The Kingdom worldview, however, is option 4; that this is a perfect picture of the Kingdom of God — of how God wants the world to be. Not only does it portray the most potentially magnificent lifestyle for we human beings but the outcomes of all our troubles today simply don’t appear in the picture at all. And God still describes his own dream as being ‘very good’. It breathtakingly describes family life with him at its very, very best. It describes our lives, physical, emotional and spiritual as being the best. It describes our relationships with each other and with God himself as being both intertwined and at their best. And God describes his picture as being ‘very good’.

The humans in the story then ‘muddied the water’ entirely by deciding they could work things out better for themselves — the most enormous error that most of us continue to make to this day. We lost everything.
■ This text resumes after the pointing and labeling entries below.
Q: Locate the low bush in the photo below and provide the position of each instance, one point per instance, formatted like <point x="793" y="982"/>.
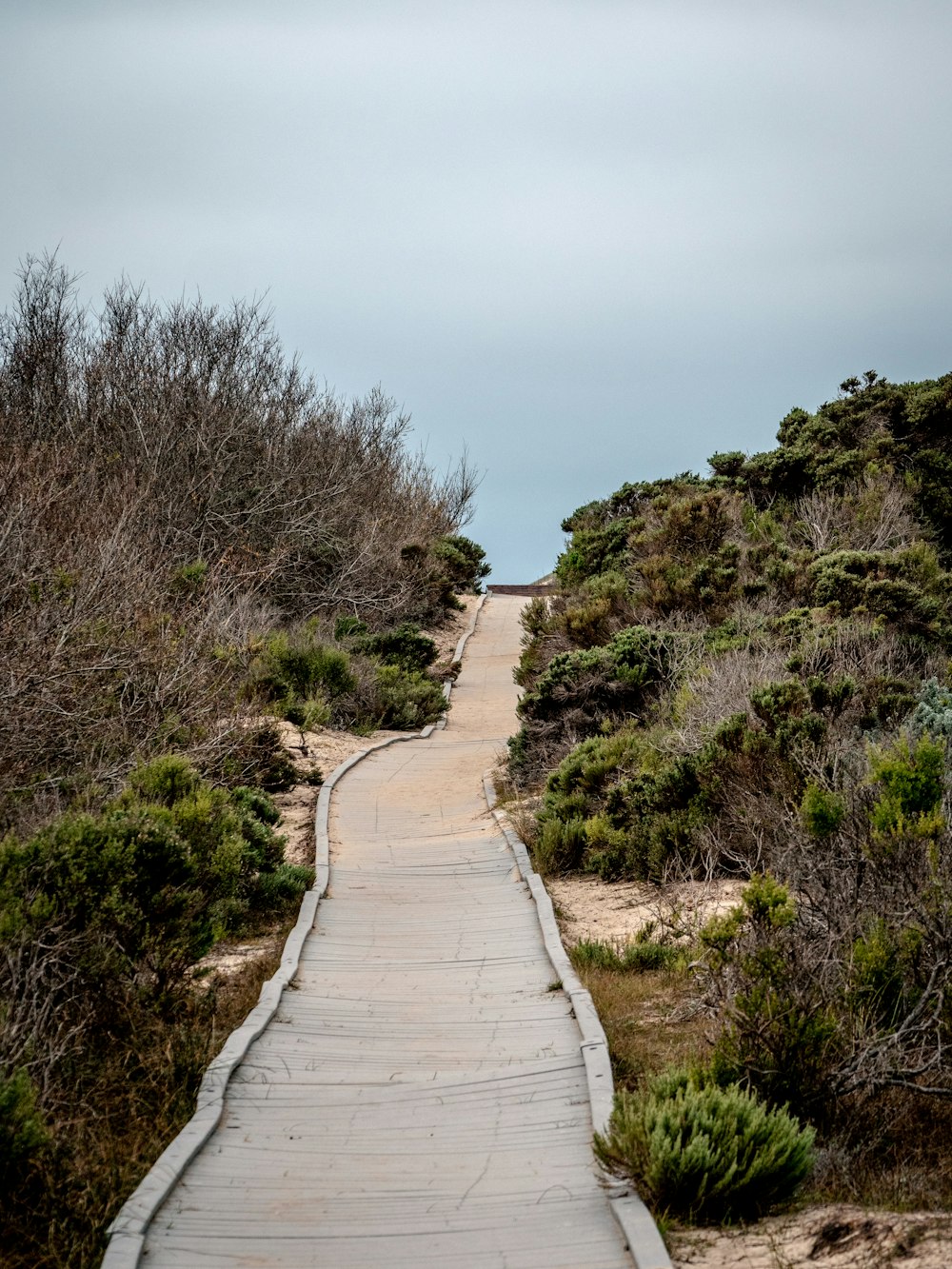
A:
<point x="407" y="698"/>
<point x="703" y="1153"/>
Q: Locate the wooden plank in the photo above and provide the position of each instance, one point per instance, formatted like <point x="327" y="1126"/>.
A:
<point x="421" y="1096"/>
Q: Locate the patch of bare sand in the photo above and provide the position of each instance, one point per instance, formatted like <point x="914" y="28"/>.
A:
<point x="617" y="911"/>
<point x="833" y="1237"/>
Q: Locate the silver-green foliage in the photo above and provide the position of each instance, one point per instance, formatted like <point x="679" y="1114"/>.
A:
<point x="704" y="1153"/>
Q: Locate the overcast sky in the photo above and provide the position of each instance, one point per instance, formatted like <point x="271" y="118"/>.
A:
<point x="590" y="240"/>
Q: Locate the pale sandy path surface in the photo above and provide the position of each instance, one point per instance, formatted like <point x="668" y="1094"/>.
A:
<point x="421" y="1098"/>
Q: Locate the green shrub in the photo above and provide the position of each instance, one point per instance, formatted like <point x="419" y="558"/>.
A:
<point x="912" y="778"/>
<point x="404" y="646"/>
<point x="295" y="671"/>
<point x="823" y="811"/>
<point x="638" y="956"/>
<point x="933" y="711"/>
<point x="704" y="1153"/>
<point x="560" y="846"/>
<point x="23" y="1132"/>
<point x="407" y="698"/>
<point x="463" y="567"/>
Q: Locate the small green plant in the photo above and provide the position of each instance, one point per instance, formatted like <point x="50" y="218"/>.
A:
<point x="22" y="1130"/>
<point x="912" y="780"/>
<point x="407" y="698"/>
<point x="823" y="811"/>
<point x="703" y="1153"/>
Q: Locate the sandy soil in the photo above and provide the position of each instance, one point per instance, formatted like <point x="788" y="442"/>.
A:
<point x="613" y="913"/>
<point x="833" y="1237"/>
<point x="324" y="750"/>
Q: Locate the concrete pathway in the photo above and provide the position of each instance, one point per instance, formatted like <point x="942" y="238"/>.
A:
<point x="421" y="1098"/>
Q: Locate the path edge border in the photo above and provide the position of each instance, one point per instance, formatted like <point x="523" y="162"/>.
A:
<point x="128" y="1230"/>
<point x="638" y="1225"/>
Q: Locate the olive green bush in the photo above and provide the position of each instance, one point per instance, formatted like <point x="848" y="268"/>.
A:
<point x="795" y="739"/>
<point x="704" y="1153"/>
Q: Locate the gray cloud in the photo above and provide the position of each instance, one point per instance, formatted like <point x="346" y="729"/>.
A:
<point x="593" y="240"/>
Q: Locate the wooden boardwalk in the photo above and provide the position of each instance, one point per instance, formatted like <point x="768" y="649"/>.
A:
<point x="421" y="1097"/>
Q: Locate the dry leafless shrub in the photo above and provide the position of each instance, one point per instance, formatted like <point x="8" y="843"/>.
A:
<point x="872" y="514"/>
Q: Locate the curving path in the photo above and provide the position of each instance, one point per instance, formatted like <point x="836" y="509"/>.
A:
<point x="421" y="1097"/>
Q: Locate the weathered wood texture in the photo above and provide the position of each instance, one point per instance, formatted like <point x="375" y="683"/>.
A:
<point x="421" y="1096"/>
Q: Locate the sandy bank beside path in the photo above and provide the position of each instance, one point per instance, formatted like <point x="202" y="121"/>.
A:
<point x="833" y="1238"/>
<point x="616" y="911"/>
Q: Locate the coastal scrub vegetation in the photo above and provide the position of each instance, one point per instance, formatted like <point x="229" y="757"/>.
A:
<point x="197" y="541"/>
<point x="745" y="677"/>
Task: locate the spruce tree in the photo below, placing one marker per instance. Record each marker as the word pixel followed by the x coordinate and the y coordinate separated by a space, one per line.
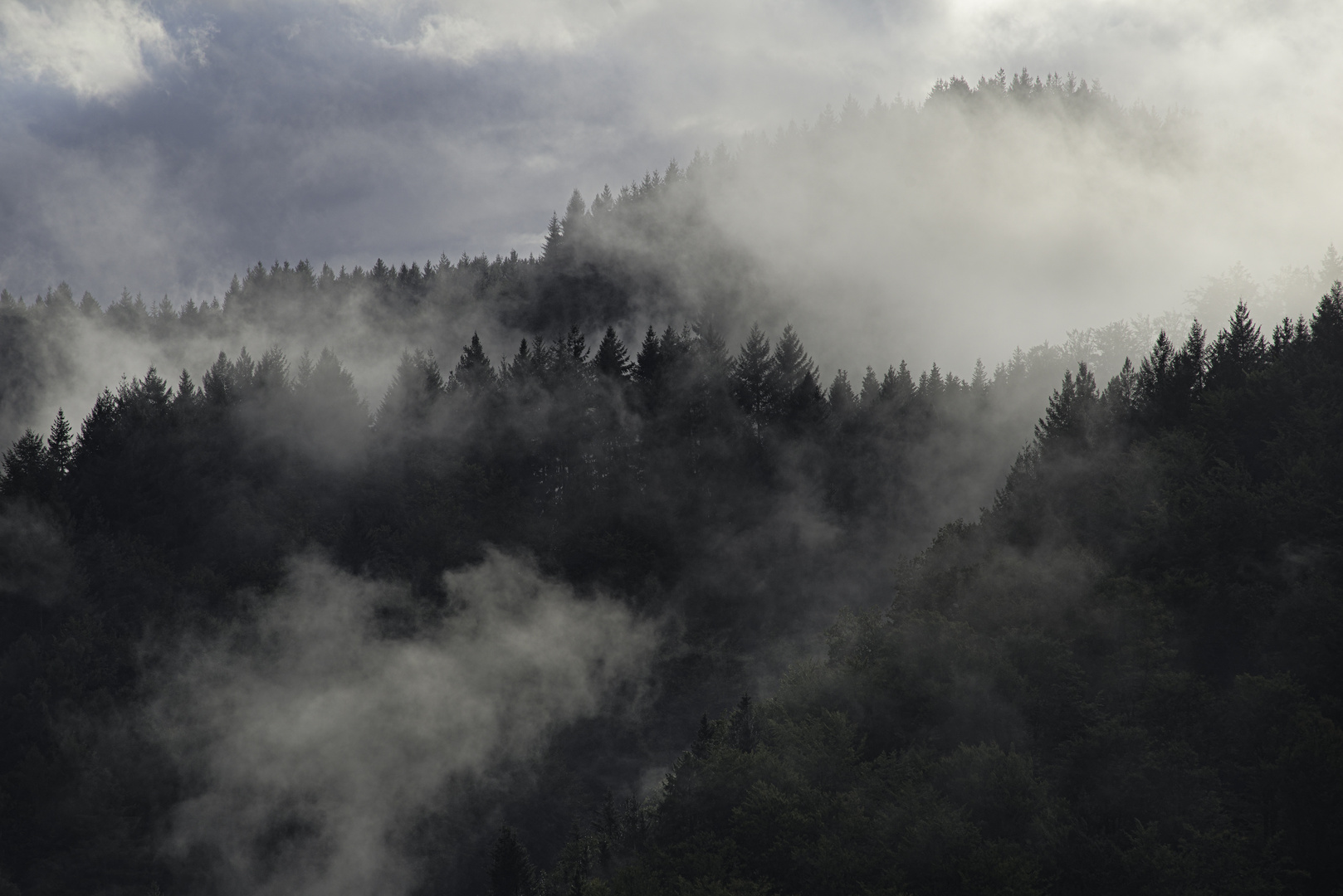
pixel 24 466
pixel 512 872
pixel 871 390
pixel 841 394
pixel 611 359
pixel 60 445
pixel 473 370
pixel 752 377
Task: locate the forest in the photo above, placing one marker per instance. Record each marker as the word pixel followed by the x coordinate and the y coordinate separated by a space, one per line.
pixel 669 614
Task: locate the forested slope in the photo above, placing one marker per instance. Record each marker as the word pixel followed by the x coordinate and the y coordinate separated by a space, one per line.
pixel 262 631
pixel 1123 679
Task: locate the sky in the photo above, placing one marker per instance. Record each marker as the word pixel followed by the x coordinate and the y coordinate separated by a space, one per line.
pixel 163 147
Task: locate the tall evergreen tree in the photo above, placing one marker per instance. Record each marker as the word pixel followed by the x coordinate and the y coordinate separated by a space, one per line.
pixel 1237 351
pixel 60 445
pixel 752 377
pixel 512 872
pixel 611 359
pixel 473 370
pixel 871 390
pixel 24 466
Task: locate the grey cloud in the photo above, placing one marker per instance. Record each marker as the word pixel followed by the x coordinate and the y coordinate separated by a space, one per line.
pixel 347 130
pixel 315 737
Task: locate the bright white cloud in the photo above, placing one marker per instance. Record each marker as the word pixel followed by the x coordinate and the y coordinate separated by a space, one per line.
pixel 95 49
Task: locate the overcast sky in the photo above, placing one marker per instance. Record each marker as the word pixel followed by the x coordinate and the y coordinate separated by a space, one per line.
pixel 165 145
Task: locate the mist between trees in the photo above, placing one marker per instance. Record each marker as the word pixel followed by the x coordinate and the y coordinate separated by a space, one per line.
pixel 488 629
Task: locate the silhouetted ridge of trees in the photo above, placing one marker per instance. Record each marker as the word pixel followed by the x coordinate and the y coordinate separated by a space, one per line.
pixel 1123 679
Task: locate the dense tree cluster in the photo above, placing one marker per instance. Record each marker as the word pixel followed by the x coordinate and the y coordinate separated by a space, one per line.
pixel 1123 679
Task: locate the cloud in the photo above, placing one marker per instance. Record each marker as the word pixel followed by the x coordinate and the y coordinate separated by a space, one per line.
pixel 95 49
pixel 315 737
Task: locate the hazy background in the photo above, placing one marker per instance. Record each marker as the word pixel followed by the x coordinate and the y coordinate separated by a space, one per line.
pixel 163 147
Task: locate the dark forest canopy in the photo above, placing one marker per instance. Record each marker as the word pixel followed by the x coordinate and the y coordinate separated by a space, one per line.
pixel 1121 677
pixel 1116 672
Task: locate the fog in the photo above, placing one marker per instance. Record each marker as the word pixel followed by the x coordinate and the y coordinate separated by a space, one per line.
pixel 188 141
pixel 320 731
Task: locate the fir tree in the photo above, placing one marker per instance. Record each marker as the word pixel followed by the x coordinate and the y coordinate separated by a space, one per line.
pixel 871 390
pixel 473 370
pixel 60 445
pixel 752 377
pixel 512 872
pixel 611 359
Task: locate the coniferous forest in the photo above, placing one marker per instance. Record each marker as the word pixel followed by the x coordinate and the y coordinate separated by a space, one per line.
pixel 763 629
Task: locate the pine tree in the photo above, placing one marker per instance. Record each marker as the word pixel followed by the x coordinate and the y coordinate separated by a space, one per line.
pixel 575 215
pixel 611 360
pixel 752 377
pixel 554 236
pixel 1068 418
pixel 217 382
pixel 414 390
pixel 24 466
pixel 871 390
pixel 841 394
pixel 512 872
pixel 60 445
pixel 1236 353
pixel 473 370
pixel 791 363
pixel 897 386
pixel 979 381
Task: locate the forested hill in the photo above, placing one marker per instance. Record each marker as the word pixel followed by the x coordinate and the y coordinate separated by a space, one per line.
pixel 271 627
pixel 1123 677
pixel 658 250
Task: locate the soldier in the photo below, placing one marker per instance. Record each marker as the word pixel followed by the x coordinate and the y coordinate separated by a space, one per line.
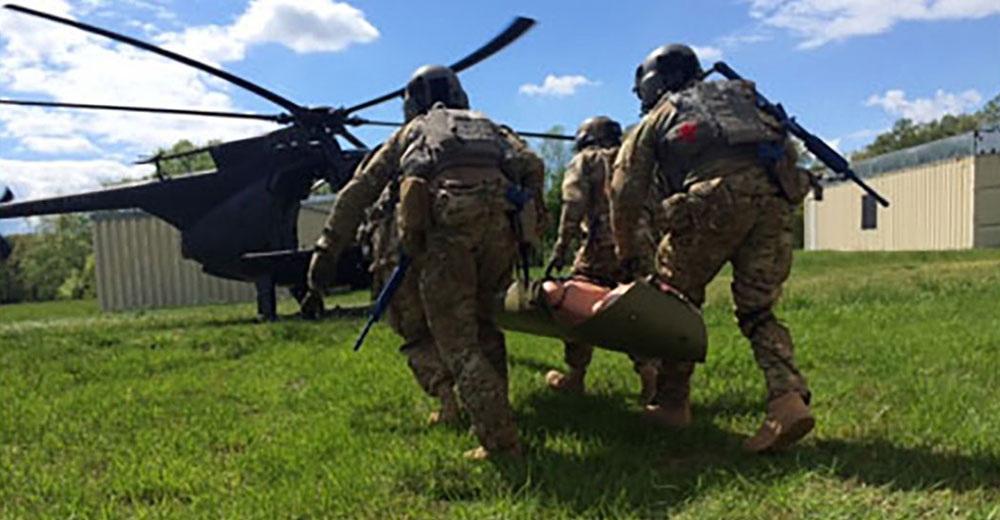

Now we see Jesus in his earthly ministry, overflowing with compassion, with inclusion, with healing, with restoration, displaying the never-changing state of God’s mind towards us, a longing to see us living in our ordained family life — back in the spiritual garden with him.

We do not get closer to this ideal through regularity of church attendance or through the perfectly repetitive performance of our religion’s rituals. No, we come closer to the idea through our own discipling, through paying close attention to the words and works of Jesus that reflect God’s nature into the world. We come closer through allowing God to rebuild our relating to himself.